The pastor—a young man I’d never met before, hired by the funeral home—delivered his eulogy with the enthusiasm of someone reading a phone book. Generic platitudes about eternal rest and loving memories floated past me like smoke. I wanted to stand up and tell him the truth: that George Holloway had built three houses with his own hands, that he could identify any bird by its call, that he cried watching old war movies but never at funerals, that he made me laugh even when I didn’t want to, especially when I didn’t want to.
Instead, I sat still, hands folded in my lap, while this stranger talked about a man he’d never known to an audience that didn’t exist.

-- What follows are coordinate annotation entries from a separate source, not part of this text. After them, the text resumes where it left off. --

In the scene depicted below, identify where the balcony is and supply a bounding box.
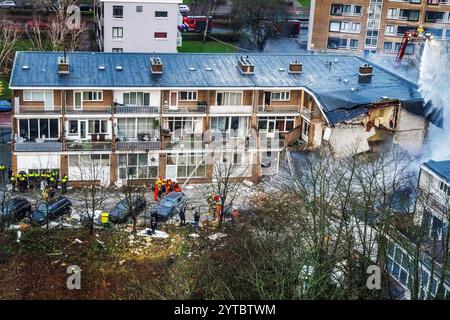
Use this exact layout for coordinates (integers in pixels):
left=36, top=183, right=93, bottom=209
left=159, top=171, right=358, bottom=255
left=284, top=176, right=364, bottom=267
left=66, top=140, right=112, bottom=151
left=65, top=106, right=112, bottom=115
left=117, top=141, right=160, bottom=150
left=114, top=105, right=159, bottom=115
left=258, top=105, right=299, bottom=115
left=209, top=106, right=253, bottom=115
left=163, top=103, right=208, bottom=114
left=14, top=141, right=62, bottom=152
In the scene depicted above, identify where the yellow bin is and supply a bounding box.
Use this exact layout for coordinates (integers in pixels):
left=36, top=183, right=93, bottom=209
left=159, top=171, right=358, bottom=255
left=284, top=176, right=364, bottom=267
left=102, top=212, right=109, bottom=223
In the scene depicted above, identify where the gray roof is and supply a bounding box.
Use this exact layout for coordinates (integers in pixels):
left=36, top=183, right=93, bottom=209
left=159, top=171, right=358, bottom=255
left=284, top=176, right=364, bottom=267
left=424, top=160, right=450, bottom=182
left=10, top=52, right=424, bottom=124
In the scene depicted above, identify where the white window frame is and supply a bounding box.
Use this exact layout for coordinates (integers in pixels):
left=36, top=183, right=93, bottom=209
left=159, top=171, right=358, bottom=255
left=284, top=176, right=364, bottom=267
left=177, top=91, right=198, bottom=101
left=112, top=27, right=123, bottom=41
left=216, top=91, right=244, bottom=107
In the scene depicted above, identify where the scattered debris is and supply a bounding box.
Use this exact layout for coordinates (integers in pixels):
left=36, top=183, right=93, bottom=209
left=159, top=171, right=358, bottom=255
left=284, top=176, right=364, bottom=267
left=208, top=232, right=227, bottom=241
left=137, top=228, right=170, bottom=240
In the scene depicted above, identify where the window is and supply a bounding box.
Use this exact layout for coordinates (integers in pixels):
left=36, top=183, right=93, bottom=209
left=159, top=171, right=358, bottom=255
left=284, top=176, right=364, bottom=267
left=383, top=42, right=392, bottom=52
left=123, top=92, right=150, bottom=107
left=330, top=21, right=341, bottom=32
left=270, top=91, right=290, bottom=101
left=117, top=118, right=158, bottom=139
left=88, top=120, right=108, bottom=133
left=113, top=6, right=123, bottom=19
left=439, top=181, right=450, bottom=196
left=425, top=11, right=444, bottom=22
left=178, top=91, right=197, bottom=101
left=113, top=27, right=123, bottom=40
left=69, top=120, right=78, bottom=135
left=216, top=91, right=243, bottom=106
left=258, top=117, right=294, bottom=132
left=155, top=32, right=167, bottom=39
left=155, top=11, right=168, bottom=18
left=83, top=91, right=103, bottom=101
left=384, top=24, right=395, bottom=35
left=211, top=117, right=248, bottom=137
left=19, top=119, right=59, bottom=141
left=119, top=153, right=158, bottom=179
left=164, top=117, right=203, bottom=139
left=167, top=153, right=206, bottom=178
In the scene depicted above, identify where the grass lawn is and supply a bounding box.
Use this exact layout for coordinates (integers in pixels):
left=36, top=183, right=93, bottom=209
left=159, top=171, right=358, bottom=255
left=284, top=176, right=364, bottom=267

The morning had started with a text from Peter. Not a call—a text. Seven words that felt like a slap: “Sorry, Mom. Something came up. Can’t make it.”
No explanation. No apology that held weight. Just a digital shrug from the son who’d once fallen asleep in George’s lap while his father read him adventure stories, George’s deep voice turning dragons into friends and oceans into playgrounds.
I’d stared at those seven words for a full minute before checking Celia’s Instagram. Because that’s what you do now, isn’t it? When your children won’t answer your calls, you learn to track their lives through curated photographs and filtered lies.
There she was, posted just an hour earlier: champagne flutes raised with three girlfriends, their faces flushed with bottomless mimosas and the particular kind of laughter that comes from not having a care in the world. The caption read “Sunday brunch with my girls! Living our best lives!”